执行上面列表1-1的脚本就会找到JDK的安装目录，然后，更新你的环境变量，使这个安装的JDK能够被使用。

update_env.sh "FULL_PATH_TO_DOWNLOADED_JDK"

./update_env.sh ~/Download/jdk-6u7-linux-i586-rpm.bin

The setting for the JAVA_HOME environment variable is /usr/java/jdk1.6.0_07

update the user's .bashrc if they have one with the setting ➥
for JAVA_HOME and the PATH.

Updating the ~/.bashrc file with the java environment variables

update the user's .bash_profile if they have one with the setting ➥
for JAVA_HOME and the PATH.

Updating the ~/.bash_profile file with the java environment variables

paste the following two lines into your running shell sessions

export JAVA_HOME=/usr/java/jdk1.6.0_07

export PATH=${JAVA_HOME}/bin:${PATH}

1.1.1.2 在Windows下安装Hadoop：方法和常见问题

为了在Windows操作系统上使用Hadoop, 你需要先安装Sun JDK和Cygwin环境(你能够从http://sources.redhat.com/cywin下载Cygwin)。

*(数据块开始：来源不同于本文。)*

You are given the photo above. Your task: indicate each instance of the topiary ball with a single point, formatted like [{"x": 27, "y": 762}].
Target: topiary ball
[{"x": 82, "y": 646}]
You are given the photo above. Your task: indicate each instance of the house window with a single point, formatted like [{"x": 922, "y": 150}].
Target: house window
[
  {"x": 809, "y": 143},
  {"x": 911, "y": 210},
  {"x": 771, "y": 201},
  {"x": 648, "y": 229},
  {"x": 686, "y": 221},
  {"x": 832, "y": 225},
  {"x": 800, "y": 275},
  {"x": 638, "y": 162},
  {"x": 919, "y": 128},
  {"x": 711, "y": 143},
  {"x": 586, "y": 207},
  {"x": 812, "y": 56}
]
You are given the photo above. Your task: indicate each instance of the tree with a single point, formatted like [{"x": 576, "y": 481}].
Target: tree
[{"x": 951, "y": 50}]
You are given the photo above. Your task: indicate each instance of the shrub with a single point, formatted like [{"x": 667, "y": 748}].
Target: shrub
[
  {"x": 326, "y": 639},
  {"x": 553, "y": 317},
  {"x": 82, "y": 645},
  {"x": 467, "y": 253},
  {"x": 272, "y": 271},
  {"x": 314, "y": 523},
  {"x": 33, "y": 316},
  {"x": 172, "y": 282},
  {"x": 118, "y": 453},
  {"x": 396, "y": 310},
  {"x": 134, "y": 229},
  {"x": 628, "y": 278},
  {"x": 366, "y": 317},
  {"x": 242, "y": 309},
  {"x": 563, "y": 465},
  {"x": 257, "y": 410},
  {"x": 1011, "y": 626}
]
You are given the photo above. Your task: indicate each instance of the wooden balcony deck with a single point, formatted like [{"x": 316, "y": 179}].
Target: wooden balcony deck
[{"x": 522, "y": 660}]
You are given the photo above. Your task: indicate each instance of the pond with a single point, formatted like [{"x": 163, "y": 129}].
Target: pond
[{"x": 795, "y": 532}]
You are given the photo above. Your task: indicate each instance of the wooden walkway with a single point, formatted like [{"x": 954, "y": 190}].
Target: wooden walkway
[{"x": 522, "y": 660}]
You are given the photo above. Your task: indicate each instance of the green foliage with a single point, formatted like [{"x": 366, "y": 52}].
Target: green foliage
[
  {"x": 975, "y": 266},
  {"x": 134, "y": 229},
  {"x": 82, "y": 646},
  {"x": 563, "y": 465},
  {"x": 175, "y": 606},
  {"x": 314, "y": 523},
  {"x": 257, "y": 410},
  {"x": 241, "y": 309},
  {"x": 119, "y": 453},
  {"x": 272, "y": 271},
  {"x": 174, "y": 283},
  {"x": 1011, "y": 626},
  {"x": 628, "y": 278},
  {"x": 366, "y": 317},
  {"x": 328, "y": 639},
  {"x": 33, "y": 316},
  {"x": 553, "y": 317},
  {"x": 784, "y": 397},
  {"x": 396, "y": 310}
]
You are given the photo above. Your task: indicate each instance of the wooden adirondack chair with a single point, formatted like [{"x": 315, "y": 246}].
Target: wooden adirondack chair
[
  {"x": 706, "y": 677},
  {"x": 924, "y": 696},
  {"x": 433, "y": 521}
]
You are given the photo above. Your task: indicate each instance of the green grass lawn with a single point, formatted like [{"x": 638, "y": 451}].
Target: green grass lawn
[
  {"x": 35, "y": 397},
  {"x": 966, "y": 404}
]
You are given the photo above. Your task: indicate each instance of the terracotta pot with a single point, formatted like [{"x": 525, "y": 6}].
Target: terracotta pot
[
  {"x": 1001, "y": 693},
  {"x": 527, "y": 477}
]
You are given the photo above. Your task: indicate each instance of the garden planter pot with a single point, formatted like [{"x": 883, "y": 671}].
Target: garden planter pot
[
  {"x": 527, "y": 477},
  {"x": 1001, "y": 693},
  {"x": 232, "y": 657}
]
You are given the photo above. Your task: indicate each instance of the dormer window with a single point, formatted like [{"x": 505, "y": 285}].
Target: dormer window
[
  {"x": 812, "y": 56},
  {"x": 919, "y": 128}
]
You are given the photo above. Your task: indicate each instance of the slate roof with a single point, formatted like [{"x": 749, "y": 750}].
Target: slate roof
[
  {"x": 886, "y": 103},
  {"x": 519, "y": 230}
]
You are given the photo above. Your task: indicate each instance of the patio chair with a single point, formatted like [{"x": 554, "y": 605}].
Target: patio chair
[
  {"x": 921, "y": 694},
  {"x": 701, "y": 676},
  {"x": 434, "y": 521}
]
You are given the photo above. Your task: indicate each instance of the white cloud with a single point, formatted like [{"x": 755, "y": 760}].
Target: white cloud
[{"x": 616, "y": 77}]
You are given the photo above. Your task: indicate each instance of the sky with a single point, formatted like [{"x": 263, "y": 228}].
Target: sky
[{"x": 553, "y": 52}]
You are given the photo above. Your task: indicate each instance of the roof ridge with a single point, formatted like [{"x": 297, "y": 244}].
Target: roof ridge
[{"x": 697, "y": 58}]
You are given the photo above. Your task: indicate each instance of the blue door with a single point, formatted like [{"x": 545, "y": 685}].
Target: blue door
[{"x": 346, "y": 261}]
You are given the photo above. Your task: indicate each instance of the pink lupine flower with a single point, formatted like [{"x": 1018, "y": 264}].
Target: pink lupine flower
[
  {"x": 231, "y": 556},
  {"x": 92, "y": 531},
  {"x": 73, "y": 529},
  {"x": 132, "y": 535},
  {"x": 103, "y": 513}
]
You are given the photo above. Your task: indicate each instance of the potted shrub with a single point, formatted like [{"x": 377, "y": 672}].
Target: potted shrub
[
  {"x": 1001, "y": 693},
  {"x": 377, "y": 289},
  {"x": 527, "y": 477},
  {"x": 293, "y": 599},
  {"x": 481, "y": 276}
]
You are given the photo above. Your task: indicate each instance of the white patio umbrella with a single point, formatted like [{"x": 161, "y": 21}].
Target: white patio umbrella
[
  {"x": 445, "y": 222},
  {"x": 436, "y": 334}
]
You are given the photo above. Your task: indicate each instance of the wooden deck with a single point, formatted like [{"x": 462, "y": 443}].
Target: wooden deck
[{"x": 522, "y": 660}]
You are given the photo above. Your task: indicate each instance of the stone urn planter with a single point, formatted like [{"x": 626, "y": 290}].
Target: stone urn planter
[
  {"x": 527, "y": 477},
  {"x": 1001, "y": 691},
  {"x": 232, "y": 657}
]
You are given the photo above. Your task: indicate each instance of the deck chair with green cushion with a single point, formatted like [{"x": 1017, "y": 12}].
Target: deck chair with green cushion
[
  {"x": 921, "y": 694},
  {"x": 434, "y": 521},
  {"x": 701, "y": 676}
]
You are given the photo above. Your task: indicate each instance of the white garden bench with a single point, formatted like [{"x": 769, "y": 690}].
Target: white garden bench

通过点击图2-3所示的图标开始运行Cygwin Bash Shell脚本。你需要在JDK安装目录和~/Java所在的目录下建立一个符号链接，这样，当你执行cd ~/java的时候，目录就会改变到JDK的安装目录。因此，JAVA_HOME目录应该设置为JAVA_HOME=~/java。这样你的进程会根据进程的环境变量找到你的java可执行程序，例如，Hadoop需要找到Java安装目录去执行相应的任务。

列表 2-3 Cygwin Bash Shell图标

如果JAVA_HOME环境变量指向的路径包含空格，bin/hadoop脚本就不能正常执行。通常情况下我们在 C:/Program Files/java/jdkRELEASE_VERSION下安装JDK。如果我们做一个符号链接，然后，把JAVA_HOME指向到这个符号链接, bin/hadoop就会正常工作。我通常这样设置我的Cygwin安装目录的，

$echo $JAVA_HOME

/home/Jason/jdk1.6.0_12

$ls –l /home/Jason/jdk1.6.0_12

lrwxrwxrwx 1 Jason None 43 Mar 20 16:32 /home/Jason/jdk1.6.0_12 ➥

/cygdrive/c/Program Files/Java/jdk1.6.0_12/

Cygwin映射Windows磁盘字符到/cygdrive/X，X是磁盘的盘符。此外，Cygwin路径的分隔符是“/”，而Windows的路径分隔符是“/”。

当你执行bin/hadoop脚本的时候，你必须记得你的文件有两套路径，bin/haoop脚本和所有的Cygwin实用程序使用Windows文件系统的一个子系统的路径。这个子系统把Windows磁盘映射到/cygdrive目录下。然而，Windows程序看见传统的C:/文件系统。以/tmp为例，在一个标准的Cygwin安装里，/tmp也是C:/cywin/tmp目录。Java将要转换/tmp作为C:/tmp，他们是一个完全不同的目录。如果你从Cygwin里启动Windows应用程序，并且出现文件没有找到错误，那么通常情况下是这个应用程序（例如Java可执行程序）在一个错误的路径下查找文件。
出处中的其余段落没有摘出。